Over the weekend, the New York Times had a nice short piece about how the way we compensate health care providers can create problematic incentives. By and large, Medicare pays providers on a fee-for-service basis – tied to patient encounters and services provided, rather than the results of those interactions. For hospitals, this takes the form of a flat payment for each hospitalization, with the specific amount determined by the discharge diagnosis. (Physicians are paid through a separate system, which creates its own difficulties).
This payment structure for hospitals has advantages compared to the cost-based reimbursement system it replaced, but it is far from perfect. The article focuses on one specific manifestation of the problem – hospital readmissions within a short time (<30 days) of discharge. Unless the readmission is within a very short time frame, or otherwise indicates "gaming" of the reimbursement system, the hospital will be paid for both admissions.
Readmissions may reflect poor quality care, but they need not. However, eliminating readmissions that result from poor quality care results in a better outcome for the patient, lower spending on health care for the payor, and a reduction in income for the provider:
Millions of patients each year leave the hospital only to return within weeks or months for lack of proper follow-up care. One in five Medicare patients, for example, returns to the hospital within 30 days. Over all, readmissions cost the federal government an estimated $17 billion a year.
But even when hospitals find ways to greatly reduce the return trips, saving money for Medicare and other insurers, their efforts go unrewarded. In fact, because insurers typically pay hospitals to treat patients — not to keep them away by keeping them healthy — hospitals can actually lose money by providing better care. Empty beds mean lost revenue.
The article gives two concrete examples of institutions that lowered their readmission rate, but suffered substantial reductions in income as a result. One has discontinued the program, and another is only continuing the program out of a sense of “moral obligation” but notes that it is “getting killed” by it.
The problem is not unique to this setting; as I observe in a forthcoming piece, our fragmented health care looks the way that it does because our “encounter-based, primarily fee-for-service payment system has a distinct tendency to reward unbundling and inefficiency. Even under the best of circumstances, the current payment system does not create systematic incentives to deliver efficient high quality care.”
The root cause of this failure is simple; as former Assistant Secretary of Health and Human Services Dr. Philip Lee once noted, providers “get paid for what we do, not what we accomplish.” The failure to tie compensation to variables that correlate closely with patients’ needs and desires means that providers rarely have an economic incentive to invest in quality or prevent error. (Of course, they have other incentives to address these issues; as I like to remind my law students when we cover medical malpractice, “no one gets through medical school with the goal of being below-average or providing low-quality care.”) But, the underlying problem remains — and at an institutional level, it is hard to create a “business case for quality” or a sense of urgency in addressing such problems when improving quality makes the provider financially worse off.
Regardless of one’s views on how the American health care financing and delivery systems should be structured, it is hard to justify punishing providers financially for doing a better job for their patients. As I noted in a long-ago article with Charlie Silver on using compensation to align the incentives of providers and patients, “No rational system of payment rewards an agent for a behavior that makes a principal worse off.”

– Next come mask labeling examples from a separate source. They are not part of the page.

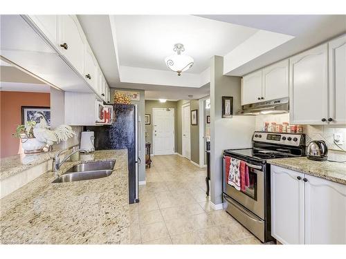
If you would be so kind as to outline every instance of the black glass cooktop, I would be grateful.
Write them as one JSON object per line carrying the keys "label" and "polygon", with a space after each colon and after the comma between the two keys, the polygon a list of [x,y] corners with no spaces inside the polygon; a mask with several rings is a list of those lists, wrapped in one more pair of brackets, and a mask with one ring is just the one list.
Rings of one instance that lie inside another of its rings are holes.
{"label": "black glass cooktop", "polygon": [[240,155],[241,157],[256,158],[262,160],[273,158],[293,157],[295,156],[290,153],[280,153],[260,148],[228,149],[225,150],[225,153],[229,154],[230,155]]}

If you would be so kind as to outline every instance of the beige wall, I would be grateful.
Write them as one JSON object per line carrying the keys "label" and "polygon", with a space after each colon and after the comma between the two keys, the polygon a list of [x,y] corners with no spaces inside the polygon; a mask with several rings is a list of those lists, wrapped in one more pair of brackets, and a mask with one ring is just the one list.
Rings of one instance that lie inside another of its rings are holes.
{"label": "beige wall", "polygon": [[251,146],[254,116],[222,118],[222,96],[233,97],[233,112],[240,106],[241,78],[224,75],[224,59],[215,56],[210,62],[210,198],[222,204],[222,153],[228,148]]}
{"label": "beige wall", "polygon": [[152,131],[154,128],[153,125],[153,108],[170,108],[174,109],[174,152],[177,152],[177,108],[176,102],[167,101],[165,103],[161,103],[158,101],[145,101],[145,114],[150,115],[150,124],[145,125],[145,142],[152,144],[150,153],[153,153],[153,141],[152,141]]}
{"label": "beige wall", "polygon": [[[190,111],[197,110],[197,118],[199,115],[199,101],[190,101]],[[191,140],[191,160],[196,164],[199,164],[199,123],[197,121],[197,125],[191,125],[190,127],[190,140]]]}

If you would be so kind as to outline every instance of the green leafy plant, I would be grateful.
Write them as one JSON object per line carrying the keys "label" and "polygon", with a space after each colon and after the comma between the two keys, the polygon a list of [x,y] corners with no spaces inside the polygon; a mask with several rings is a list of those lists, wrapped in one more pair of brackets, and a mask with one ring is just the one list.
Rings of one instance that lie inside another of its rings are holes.
{"label": "green leafy plant", "polygon": [[34,128],[36,125],[35,121],[29,121],[26,125],[18,125],[16,132],[12,135],[15,137],[33,138],[34,136]]}

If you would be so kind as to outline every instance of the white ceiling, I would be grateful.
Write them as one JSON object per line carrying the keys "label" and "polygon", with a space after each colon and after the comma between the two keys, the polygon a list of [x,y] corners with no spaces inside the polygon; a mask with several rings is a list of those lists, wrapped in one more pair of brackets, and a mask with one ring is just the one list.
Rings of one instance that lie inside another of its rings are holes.
{"label": "white ceiling", "polygon": [[[242,76],[346,32],[345,17],[78,16],[111,87],[143,89],[147,99],[169,99],[208,94],[209,61],[214,55],[224,57],[224,75]],[[164,62],[178,42],[195,61],[181,77]]]}
{"label": "white ceiling", "polygon": [[120,66],[167,70],[165,58],[176,43],[194,59],[201,73],[214,55],[224,56],[257,29],[192,15],[115,15]]}
{"label": "white ceiling", "polygon": [[346,15],[344,15],[199,16],[295,36],[290,41],[258,55],[232,70],[224,71],[227,75],[242,76],[346,32]]}

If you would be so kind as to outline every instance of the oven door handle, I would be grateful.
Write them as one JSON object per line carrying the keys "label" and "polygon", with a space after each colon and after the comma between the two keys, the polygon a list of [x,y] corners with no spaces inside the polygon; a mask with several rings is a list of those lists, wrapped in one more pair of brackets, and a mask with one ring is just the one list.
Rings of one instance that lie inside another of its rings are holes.
{"label": "oven door handle", "polygon": [[255,169],[262,169],[262,166],[256,166],[255,164],[249,164],[249,163],[247,163],[246,162],[246,165],[248,166],[248,167],[252,167],[252,168],[254,168]]}

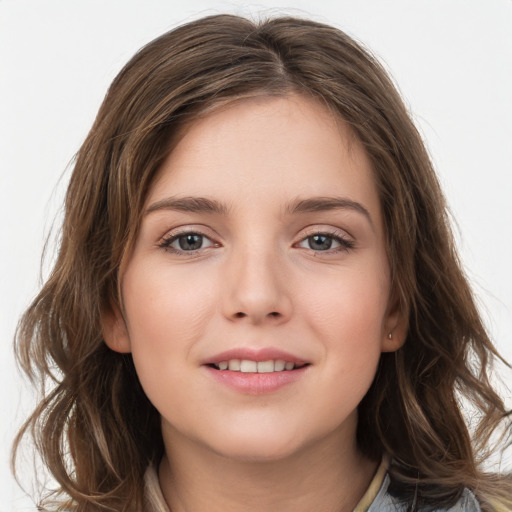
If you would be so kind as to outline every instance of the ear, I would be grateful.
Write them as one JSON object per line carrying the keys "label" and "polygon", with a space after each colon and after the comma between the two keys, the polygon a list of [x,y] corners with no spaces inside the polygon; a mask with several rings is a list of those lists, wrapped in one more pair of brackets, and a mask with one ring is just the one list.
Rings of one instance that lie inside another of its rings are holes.
{"label": "ear", "polygon": [[117,305],[111,303],[110,307],[101,313],[101,331],[105,343],[111,350],[122,354],[132,351],[126,322]]}
{"label": "ear", "polygon": [[382,352],[395,352],[404,343],[409,327],[409,312],[398,297],[390,297],[382,333]]}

Finally, the specific problem noted in the New York Times article is not new; a 1984 article in the New England Journal of Medicine notes that the readmission rate during 1974-1977 was 22% — roughly the same as it was in 2004.

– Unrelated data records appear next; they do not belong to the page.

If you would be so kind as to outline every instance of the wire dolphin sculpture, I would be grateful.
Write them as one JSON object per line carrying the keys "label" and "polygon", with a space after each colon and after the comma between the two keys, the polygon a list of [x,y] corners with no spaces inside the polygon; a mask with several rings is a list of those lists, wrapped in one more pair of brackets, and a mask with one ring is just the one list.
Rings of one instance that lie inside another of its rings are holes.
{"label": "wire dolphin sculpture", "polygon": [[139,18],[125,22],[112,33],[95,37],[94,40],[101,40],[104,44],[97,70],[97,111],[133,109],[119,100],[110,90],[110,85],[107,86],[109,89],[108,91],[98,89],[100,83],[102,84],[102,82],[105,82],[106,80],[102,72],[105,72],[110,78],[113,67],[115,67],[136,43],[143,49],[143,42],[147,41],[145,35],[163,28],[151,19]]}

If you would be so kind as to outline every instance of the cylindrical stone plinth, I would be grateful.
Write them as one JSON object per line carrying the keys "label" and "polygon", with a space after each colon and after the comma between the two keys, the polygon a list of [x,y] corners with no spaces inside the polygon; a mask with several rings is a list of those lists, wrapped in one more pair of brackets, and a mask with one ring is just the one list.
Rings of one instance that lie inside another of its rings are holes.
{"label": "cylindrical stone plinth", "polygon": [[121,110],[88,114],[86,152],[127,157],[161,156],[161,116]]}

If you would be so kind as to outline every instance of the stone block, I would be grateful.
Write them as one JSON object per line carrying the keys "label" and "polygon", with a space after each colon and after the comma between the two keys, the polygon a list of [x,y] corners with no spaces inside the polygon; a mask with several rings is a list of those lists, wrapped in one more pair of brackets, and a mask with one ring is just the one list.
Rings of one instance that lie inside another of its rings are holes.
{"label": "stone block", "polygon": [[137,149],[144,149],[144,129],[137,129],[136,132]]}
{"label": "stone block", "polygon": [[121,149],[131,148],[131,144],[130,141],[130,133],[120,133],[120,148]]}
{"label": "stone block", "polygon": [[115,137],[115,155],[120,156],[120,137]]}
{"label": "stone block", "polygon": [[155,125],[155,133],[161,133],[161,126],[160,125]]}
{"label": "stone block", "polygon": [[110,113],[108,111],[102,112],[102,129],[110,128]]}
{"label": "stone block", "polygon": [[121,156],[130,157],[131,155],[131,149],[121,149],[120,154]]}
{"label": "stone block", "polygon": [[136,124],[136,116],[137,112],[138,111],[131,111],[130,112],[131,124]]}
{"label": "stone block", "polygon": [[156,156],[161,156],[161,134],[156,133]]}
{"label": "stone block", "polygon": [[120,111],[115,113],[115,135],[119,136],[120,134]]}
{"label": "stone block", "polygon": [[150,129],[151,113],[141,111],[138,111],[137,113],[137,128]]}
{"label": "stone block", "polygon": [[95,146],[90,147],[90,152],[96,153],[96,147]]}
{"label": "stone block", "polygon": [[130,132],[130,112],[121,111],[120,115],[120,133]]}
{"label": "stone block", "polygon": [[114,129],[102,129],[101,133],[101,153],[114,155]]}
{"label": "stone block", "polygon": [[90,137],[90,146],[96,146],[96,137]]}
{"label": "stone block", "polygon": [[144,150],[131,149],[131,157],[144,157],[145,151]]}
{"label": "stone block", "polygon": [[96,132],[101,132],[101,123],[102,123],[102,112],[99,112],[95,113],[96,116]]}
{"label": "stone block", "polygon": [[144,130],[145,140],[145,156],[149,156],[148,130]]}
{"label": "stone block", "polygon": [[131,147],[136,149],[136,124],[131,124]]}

Going forward, we should do more to use payment incentives, as well as other strategies, to align the interests of providers and patients — a goal that is easier stated than accomplished. This article gives some sense of the complexities, even for a problem as long-standing and seemingly straightforward as readmissions.

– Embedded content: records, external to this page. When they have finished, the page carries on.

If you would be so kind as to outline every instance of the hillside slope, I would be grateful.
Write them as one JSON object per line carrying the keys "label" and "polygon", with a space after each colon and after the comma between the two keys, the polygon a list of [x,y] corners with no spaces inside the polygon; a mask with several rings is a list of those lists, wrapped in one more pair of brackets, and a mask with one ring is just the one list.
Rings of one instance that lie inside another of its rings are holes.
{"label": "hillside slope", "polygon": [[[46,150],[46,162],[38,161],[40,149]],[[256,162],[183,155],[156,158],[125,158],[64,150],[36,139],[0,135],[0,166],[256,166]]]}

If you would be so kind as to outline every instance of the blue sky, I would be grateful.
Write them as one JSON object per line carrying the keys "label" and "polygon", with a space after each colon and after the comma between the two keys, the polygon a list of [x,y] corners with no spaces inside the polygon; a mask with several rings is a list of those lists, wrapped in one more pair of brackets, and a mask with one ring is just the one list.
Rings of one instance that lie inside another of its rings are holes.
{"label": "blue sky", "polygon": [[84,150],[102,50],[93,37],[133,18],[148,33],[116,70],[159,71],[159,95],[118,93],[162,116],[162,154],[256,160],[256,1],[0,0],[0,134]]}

As the conclusion to my forthcoming article notes,
In health care, we get what we pay for – and what we pay for is the provision of specific services –virtually irrespective of whether they are provided efficiently, or even needed. Because payment is conditioned on the laying of hands (or eyes) upon a patient, time spent coordinating care doesn’t create a billing opportunity. When we don’t pay for something, it generally doesn’t get done. Similarly, providing integrated care doesn’t pay better than fragmented care – and in some instances, it pays worse. The results are entirely predictable – and until the incentives created by the payment system are modified, we will continue to get what we’ve already got: a fragmented non-system for delivering care of highly variable quality at high cost. In our health care delivery non-system, coordination/integration is the dog that doesn’t bark – because under our current payment system, no one has any interest in actually buying the dog.